How OxyFLOW™ Detects Oxidative DNA Damage
The cell suspension is fixed and permeabilized to allow the binding protein to enter the cell. If lympho-hematopoietic cells are used, the fixative supplied with the kit also contains a lysis buffer. The cells are incubated with the fluorochrome-conjugated binding protein for 45 minutes. After washing, the cells can be incubated with other fluorochrome-conjugated proteins or the fluorescence intensity of the FITC-labeled binding protein detected directly. OxyFLOW™ is standardized and validated prior to evaluating samples using a methylene blue dose response. In the presence of bright light illumination, methylene blue causes single strand breaks in DNA due to oxidative DNA damage.

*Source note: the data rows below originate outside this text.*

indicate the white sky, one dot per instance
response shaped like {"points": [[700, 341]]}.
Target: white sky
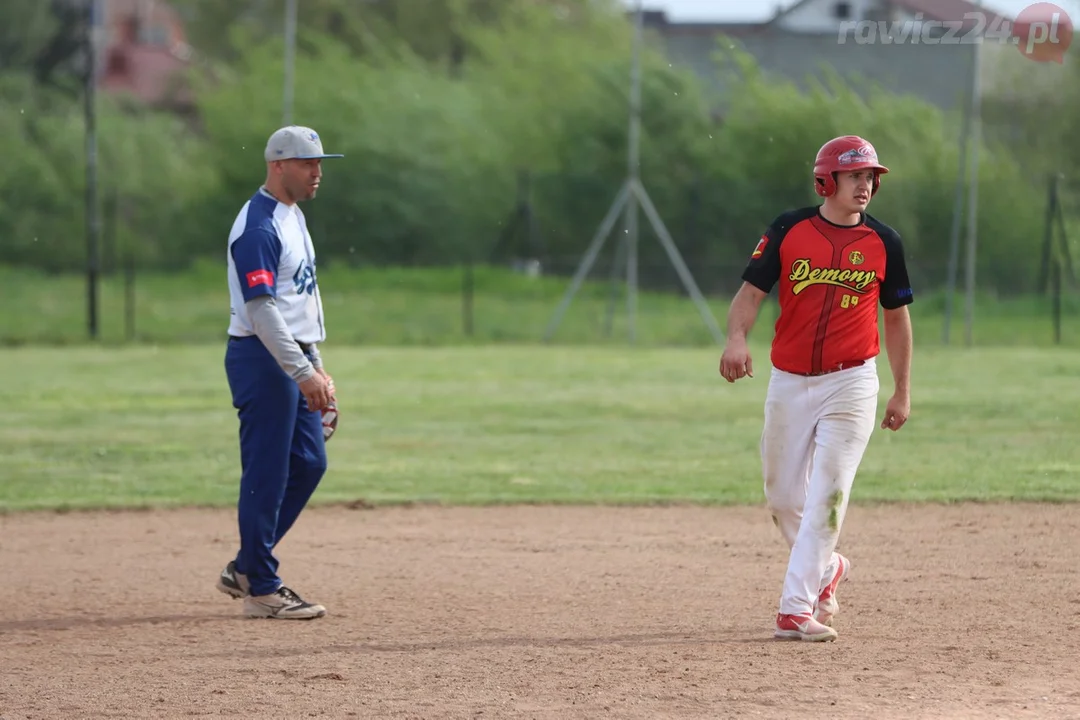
{"points": [[725, 11]]}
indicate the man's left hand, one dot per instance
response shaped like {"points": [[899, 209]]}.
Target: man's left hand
{"points": [[329, 382], [896, 412]]}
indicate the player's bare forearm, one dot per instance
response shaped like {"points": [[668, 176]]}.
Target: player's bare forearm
{"points": [[743, 312], [736, 362], [899, 344]]}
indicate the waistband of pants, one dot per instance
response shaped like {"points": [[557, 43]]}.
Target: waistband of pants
{"points": [[305, 347], [847, 365]]}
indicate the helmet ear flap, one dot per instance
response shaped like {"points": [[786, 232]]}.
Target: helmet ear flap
{"points": [[825, 185]]}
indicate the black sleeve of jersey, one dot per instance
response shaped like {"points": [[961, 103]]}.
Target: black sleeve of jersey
{"points": [[896, 287], [763, 271]]}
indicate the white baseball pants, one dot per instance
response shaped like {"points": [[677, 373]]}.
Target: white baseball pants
{"points": [[815, 433]]}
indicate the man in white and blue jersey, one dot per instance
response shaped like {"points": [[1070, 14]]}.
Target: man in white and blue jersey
{"points": [[274, 370]]}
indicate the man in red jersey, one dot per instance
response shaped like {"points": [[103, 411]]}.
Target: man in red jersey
{"points": [[834, 265]]}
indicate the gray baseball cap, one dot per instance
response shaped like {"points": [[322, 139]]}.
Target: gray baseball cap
{"points": [[295, 143]]}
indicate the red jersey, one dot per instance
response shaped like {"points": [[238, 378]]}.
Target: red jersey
{"points": [[832, 279]]}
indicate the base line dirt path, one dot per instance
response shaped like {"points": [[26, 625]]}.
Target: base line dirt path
{"points": [[968, 611]]}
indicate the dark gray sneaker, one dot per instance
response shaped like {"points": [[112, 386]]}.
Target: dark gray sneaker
{"points": [[232, 583], [282, 605]]}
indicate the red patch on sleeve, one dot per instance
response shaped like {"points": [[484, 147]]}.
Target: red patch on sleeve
{"points": [[259, 277], [760, 247]]}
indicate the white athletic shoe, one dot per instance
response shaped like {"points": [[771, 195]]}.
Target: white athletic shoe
{"points": [[282, 605], [826, 601], [802, 627]]}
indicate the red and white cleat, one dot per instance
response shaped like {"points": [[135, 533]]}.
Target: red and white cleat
{"points": [[802, 627]]}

Increased incorporation of the FITC-conjugated binding protein results in an increase in fluorescence intensity which can best be graphically represented using flow cytometric overlay histograms as shown in the diagram below.

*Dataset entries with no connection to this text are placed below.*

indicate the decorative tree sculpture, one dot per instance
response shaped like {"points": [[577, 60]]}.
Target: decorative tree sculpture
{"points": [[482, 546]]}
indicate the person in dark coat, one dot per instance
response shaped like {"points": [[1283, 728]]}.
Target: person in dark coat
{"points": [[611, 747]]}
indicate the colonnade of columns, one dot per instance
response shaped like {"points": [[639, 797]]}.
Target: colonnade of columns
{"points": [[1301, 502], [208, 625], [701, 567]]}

The cytotoxicity produced by compounds that cause oxidative DNA damage, e.g. etoposide, can be correlated using either HALO®, LUMENESC™ or LumiSTEM™ depending on the type of target cells being employed. For example, the graphs below show the effect of etoposide. This drug causes double-stranded DNA breakages. Human peripheral blood mononuclear cells were incubated with increasing doses of etoposide in suspension culture for 4 and 7 days. Thereafter, the cells were removed. The effect of etoposide on DNA at 4 days is shown in the overlay flow cytometric histogram. The corresponding cytotoxicity is shown in the the upper left HALO®-96 MeC dose response curve. Although the solvent used, DMSO, results in oxidative DNA damage, the shift to the right in the median fluorescence intensity with increasing doses of etoposide indicates that the cytotoxicity seen in the HALO® assay is due to oxidative DNA damage. At higher doses of etoposide, the median fluorescence intensity decreases, indicating cell death, which is also observed at these doses in the HALO® assay. Despite a dose response being detected by HALO® on day 7 of incubation, the response is extremely low, indicating that few cells have survived.